Her mother began to go downhill emotionally and drank to forget her worries. The teenager said she felt responsible for her mother’s actions.
She started to cut herself because she felt unloved by her mother, and left home in rebellion.
Months of “couch-surfing” at her friend’s house followed and then, aged 13, she said her boyfriend “brainwashed” to believe her mother really didn’t love her and she should stay with him.
She called the NSW Department of Community Service (DOCS) and informed them her mother no longer loved her and did not want her to stay home.
“I was stupid for leaving her,” she said.
Marina stayed with her boyfriend’s family for a few months then left after they began to ignore her.
She then moved to a family in Cobar for almost a year until the foster carers’ marriage broke down.
A period with a Wellington-based carer then followed, but she said they refused to look after her needs and kicked her out.
Packing her bags, she was sent to live with carers who were grandparents looking after few of their own grandchildren in Dubbo. But again problems arose as she said they did not respect her and she was forced to leave.
Marina met another boyfriend and decided she would move in with his family in Dubbo.
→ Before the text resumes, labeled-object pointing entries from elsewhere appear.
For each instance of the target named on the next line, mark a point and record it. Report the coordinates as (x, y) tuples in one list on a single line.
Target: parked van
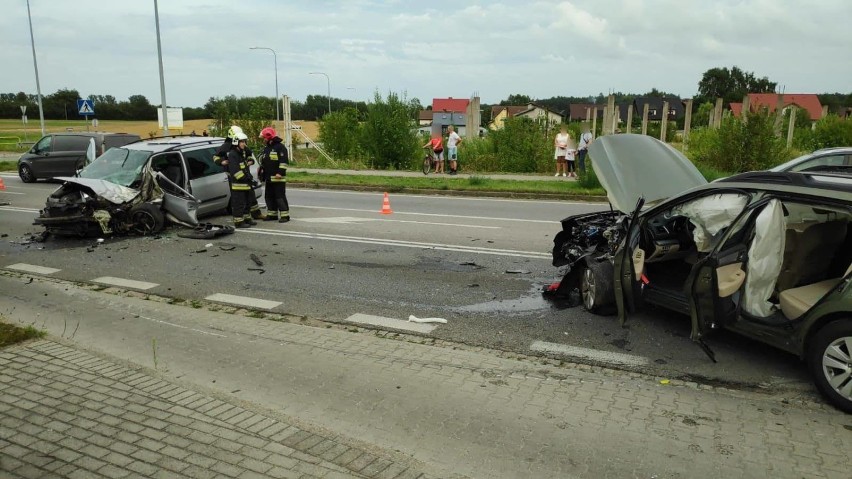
[(62, 154)]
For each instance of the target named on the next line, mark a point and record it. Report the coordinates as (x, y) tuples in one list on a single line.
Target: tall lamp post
[(275, 57), (35, 65), (328, 81), (162, 78)]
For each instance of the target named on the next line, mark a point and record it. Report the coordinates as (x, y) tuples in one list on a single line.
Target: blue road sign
[(86, 107)]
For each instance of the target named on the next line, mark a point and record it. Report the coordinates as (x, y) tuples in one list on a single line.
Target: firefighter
[(240, 179), (274, 162)]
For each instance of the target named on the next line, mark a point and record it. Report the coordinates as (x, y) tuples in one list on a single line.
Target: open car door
[(627, 264)]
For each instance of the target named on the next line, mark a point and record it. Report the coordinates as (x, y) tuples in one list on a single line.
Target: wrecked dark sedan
[(136, 188), (764, 254)]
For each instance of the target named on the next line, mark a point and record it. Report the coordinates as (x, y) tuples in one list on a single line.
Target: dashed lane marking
[(32, 268), (597, 355), (125, 283), (424, 328), (243, 301), (18, 209), (400, 243)]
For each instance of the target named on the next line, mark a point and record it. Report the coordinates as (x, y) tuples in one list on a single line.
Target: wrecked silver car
[(136, 188)]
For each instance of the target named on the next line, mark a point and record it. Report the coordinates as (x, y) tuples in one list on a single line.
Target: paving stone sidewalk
[(67, 413)]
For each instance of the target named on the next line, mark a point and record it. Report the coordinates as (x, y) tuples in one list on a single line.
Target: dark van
[(62, 154)]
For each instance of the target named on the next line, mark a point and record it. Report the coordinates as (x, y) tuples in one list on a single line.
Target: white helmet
[(236, 134)]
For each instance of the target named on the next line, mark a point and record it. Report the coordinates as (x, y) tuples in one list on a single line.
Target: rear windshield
[(118, 165)]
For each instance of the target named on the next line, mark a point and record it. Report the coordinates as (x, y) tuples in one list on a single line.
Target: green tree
[(387, 133), (731, 85)]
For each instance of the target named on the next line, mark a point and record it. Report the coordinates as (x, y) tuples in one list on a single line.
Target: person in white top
[(561, 144), (583, 148), (453, 142)]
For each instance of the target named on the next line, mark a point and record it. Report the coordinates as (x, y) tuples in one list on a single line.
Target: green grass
[(11, 334), (476, 183)]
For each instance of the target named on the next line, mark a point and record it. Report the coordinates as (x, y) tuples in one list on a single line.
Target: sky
[(422, 49)]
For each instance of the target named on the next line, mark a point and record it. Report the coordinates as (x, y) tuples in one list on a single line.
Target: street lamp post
[(162, 78), (328, 81), (35, 65), (275, 58)]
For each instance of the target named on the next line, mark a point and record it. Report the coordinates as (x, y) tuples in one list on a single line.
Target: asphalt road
[(478, 263)]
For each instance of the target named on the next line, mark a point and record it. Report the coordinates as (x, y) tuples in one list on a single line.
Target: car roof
[(824, 184), (173, 143)]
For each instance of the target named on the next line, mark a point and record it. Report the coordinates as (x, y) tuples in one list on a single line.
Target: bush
[(340, 134), (386, 134), (739, 146)]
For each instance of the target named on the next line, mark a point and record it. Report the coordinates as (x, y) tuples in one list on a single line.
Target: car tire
[(146, 219), (596, 288), (830, 362), (26, 174)]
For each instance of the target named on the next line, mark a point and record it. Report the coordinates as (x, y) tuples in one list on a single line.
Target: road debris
[(415, 319)]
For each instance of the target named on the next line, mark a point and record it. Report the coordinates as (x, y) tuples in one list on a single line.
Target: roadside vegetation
[(11, 334)]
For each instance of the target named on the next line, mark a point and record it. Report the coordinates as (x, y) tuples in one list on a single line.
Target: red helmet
[(268, 133)]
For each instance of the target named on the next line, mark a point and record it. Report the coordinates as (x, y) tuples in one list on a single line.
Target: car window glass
[(118, 165), (822, 161), (43, 145), (200, 163)]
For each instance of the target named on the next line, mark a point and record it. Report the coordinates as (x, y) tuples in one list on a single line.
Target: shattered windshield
[(121, 166)]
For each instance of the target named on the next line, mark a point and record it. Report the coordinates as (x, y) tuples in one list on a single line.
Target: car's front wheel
[(830, 362), (26, 174), (596, 287)]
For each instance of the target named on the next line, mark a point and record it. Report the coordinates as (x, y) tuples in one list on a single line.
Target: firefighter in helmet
[(274, 162)]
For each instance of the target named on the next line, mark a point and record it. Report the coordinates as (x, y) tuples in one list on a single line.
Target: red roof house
[(807, 101), (450, 104)]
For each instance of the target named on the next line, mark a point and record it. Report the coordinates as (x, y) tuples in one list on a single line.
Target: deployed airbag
[(710, 215), (764, 260)]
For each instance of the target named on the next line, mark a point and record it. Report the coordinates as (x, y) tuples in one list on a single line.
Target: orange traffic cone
[(386, 206)]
“I felt worthless, hated, dumped, ditched, depressed and lonely,” she said.
“I wanted to die, to disappear and to wake up from this nightmare.”
At school she said was bullied and called “emo and freak” because of her appearance and cut-marks on her arms.
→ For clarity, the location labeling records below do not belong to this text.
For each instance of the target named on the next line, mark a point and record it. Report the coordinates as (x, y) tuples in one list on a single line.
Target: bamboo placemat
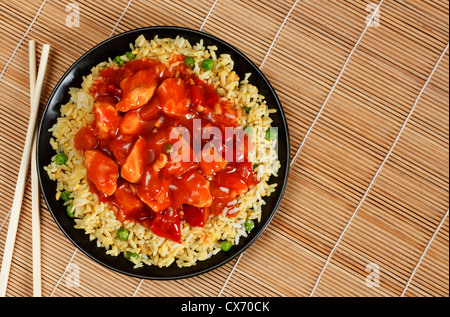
[(367, 102)]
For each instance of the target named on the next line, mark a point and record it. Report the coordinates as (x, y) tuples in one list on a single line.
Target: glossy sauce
[(128, 147)]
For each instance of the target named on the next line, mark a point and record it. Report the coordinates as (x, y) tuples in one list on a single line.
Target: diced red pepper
[(102, 171), (167, 225)]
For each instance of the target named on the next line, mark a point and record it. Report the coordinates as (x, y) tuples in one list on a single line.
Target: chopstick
[(35, 209), (21, 179)]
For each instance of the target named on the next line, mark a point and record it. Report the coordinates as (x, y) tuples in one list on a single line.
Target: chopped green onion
[(225, 245), (207, 64), (119, 61), (249, 225), (271, 134), (123, 234), (65, 195), (69, 211), (130, 55), (132, 254), (189, 61), (61, 158)]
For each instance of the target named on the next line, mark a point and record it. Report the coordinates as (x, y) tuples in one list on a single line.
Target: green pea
[(271, 134), (65, 195), (189, 61), (61, 158), (69, 211), (249, 225), (225, 245), (123, 234), (168, 148), (132, 254), (207, 64), (130, 55), (119, 61)]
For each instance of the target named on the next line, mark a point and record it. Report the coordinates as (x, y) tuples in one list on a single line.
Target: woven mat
[(366, 208)]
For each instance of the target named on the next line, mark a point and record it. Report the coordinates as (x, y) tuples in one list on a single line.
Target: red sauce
[(133, 161)]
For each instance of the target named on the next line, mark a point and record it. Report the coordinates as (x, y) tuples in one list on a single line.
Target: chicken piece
[(137, 90), (102, 171), (211, 161), (107, 119), (153, 191), (198, 188), (133, 167)]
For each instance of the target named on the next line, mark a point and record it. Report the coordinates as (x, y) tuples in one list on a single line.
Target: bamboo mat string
[(23, 38), (424, 252), (305, 138), (378, 171)]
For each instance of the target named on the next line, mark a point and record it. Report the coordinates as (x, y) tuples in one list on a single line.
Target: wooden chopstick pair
[(30, 146)]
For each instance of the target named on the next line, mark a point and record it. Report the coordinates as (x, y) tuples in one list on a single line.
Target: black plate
[(73, 78)]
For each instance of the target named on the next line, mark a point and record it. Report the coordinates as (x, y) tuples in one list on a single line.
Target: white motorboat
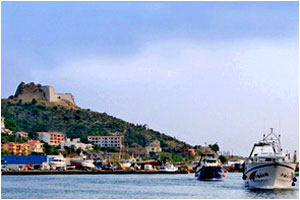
[(168, 168), (82, 163), (268, 167), (125, 164), (57, 162), (209, 169)]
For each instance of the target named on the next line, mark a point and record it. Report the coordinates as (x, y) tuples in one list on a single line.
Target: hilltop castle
[(28, 92)]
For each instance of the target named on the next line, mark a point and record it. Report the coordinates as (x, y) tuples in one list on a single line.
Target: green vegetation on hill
[(38, 116)]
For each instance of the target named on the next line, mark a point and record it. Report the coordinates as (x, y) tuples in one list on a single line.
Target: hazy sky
[(200, 71)]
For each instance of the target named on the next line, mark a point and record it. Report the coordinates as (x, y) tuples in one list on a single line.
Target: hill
[(75, 122)]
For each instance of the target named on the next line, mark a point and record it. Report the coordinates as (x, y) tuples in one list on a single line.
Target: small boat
[(209, 169), (268, 167), (57, 162), (125, 164), (81, 162), (168, 168)]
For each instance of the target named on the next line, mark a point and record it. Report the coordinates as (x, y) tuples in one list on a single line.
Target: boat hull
[(210, 174), (269, 175), (82, 163)]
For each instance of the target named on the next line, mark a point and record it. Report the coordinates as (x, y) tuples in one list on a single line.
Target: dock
[(53, 172)]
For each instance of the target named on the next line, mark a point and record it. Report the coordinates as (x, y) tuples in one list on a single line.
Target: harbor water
[(140, 186)]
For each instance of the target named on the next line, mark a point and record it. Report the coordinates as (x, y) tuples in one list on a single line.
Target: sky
[(209, 72)]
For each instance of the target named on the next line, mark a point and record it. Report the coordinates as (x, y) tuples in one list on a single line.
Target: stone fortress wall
[(51, 96), (27, 92)]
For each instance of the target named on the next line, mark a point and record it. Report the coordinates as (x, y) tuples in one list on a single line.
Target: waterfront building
[(16, 148), (3, 129), (76, 142), (52, 138), (35, 146), (107, 141), (21, 134), (154, 147), (23, 162), (189, 151)]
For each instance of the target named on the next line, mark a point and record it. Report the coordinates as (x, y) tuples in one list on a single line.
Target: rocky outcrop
[(28, 92)]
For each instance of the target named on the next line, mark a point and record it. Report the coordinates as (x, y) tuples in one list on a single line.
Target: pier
[(49, 172)]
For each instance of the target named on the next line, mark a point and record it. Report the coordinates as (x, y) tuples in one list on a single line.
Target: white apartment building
[(52, 138), (76, 142), (107, 141)]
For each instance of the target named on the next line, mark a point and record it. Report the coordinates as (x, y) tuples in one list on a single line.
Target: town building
[(16, 148), (107, 141), (35, 146), (76, 142), (52, 138), (189, 152), (154, 147), (23, 162), (21, 134)]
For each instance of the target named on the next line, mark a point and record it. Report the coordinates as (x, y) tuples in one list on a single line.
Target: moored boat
[(57, 162), (82, 163), (209, 169), (168, 168), (267, 166)]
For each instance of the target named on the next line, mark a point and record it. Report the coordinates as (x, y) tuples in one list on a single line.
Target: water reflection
[(272, 193)]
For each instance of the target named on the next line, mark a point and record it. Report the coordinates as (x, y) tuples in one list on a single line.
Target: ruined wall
[(27, 92), (30, 91), (51, 96)]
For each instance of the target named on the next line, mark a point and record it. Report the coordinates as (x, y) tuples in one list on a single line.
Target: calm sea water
[(164, 186)]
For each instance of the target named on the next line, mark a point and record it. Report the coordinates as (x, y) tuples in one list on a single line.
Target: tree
[(34, 101)]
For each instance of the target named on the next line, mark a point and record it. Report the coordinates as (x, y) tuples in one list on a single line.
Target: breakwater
[(49, 172)]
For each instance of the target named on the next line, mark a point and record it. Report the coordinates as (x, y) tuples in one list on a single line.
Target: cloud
[(193, 90)]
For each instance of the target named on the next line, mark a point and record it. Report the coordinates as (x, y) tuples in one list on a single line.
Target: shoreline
[(52, 172)]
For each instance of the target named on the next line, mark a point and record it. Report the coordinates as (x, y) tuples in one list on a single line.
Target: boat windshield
[(210, 161), (266, 149)]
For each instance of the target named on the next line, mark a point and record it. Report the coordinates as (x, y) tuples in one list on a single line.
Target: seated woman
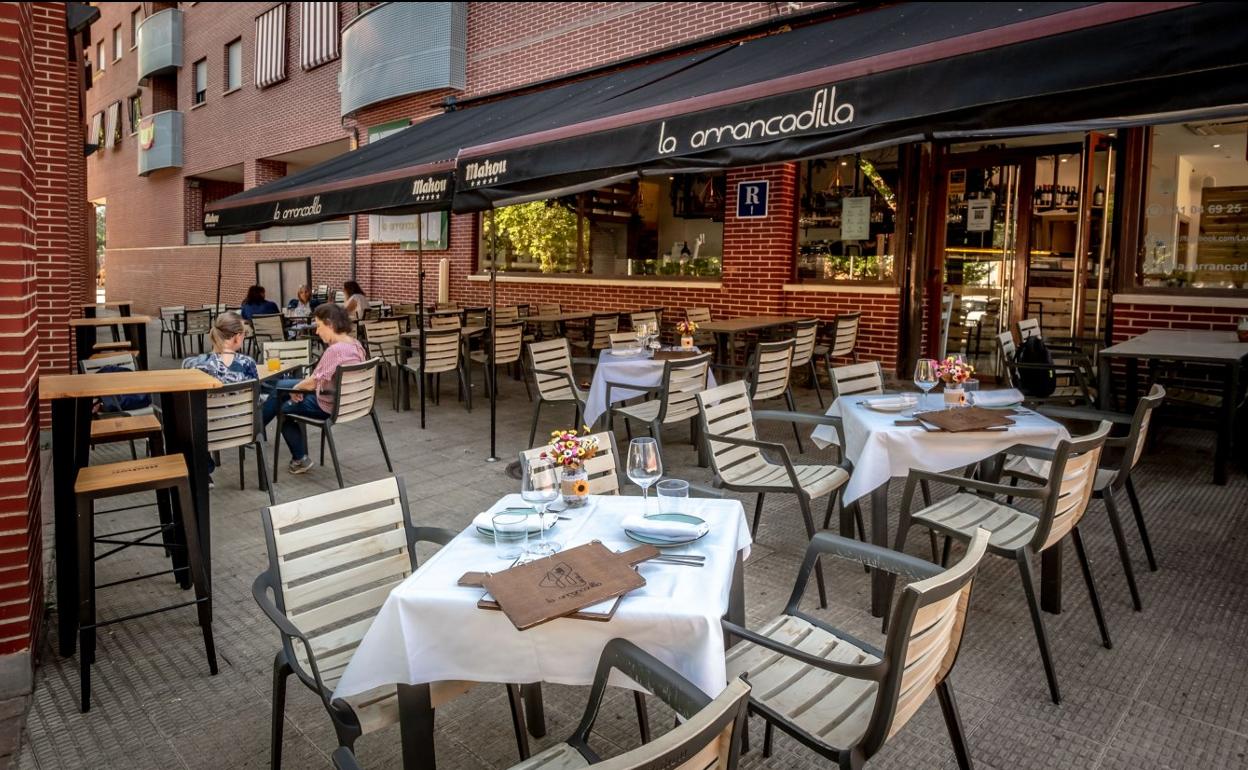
[(256, 303), (333, 327), (225, 362), (357, 303)]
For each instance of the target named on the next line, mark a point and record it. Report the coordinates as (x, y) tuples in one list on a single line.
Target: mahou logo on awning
[(824, 112)]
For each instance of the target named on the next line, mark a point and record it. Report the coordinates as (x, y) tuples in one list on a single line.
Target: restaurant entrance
[(1026, 230)]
Marina said being homeless took a toll on her studies at school and her relationships with others.
She started to skip classes and dropped out of school for a year because she became involved with the wrong crowd. She then started to drink her troubles away.
Marina told the Daily Liberal the worst experience was living in Dubbo with no family or friends and feeling lonely for long periods.
DOCS were not helpful and refused to take responsibility for her care, she said.
“I’ve never met my case worker and they are meant to catch up with you and have house inspections,” she said.
Marina said she now had a good relationship with her mother and sister, and she hoped to be reunited when they moved back to Dubbo in the near future.
“All I want is someone to love me and to live with a stable family,” she said.
Her message to those who were homeless was to trust there was light at the end of the tunnel and there were people who were willing to help.
“Over the years this situation has taught me to stand up for myself and to fight for what I believe in,” she said. “I’m determined to rise up from the darkness and take on the world day by day.
“I will succeed, I will be somebody and I will make everyone proud.”
* Name has been changed to protect her identity.
Marina says being homeless has taught her to be strong and determined. Photo: AMY MCINTYRE
This story Administrator ready to work first appeared on Nanjing Night Net.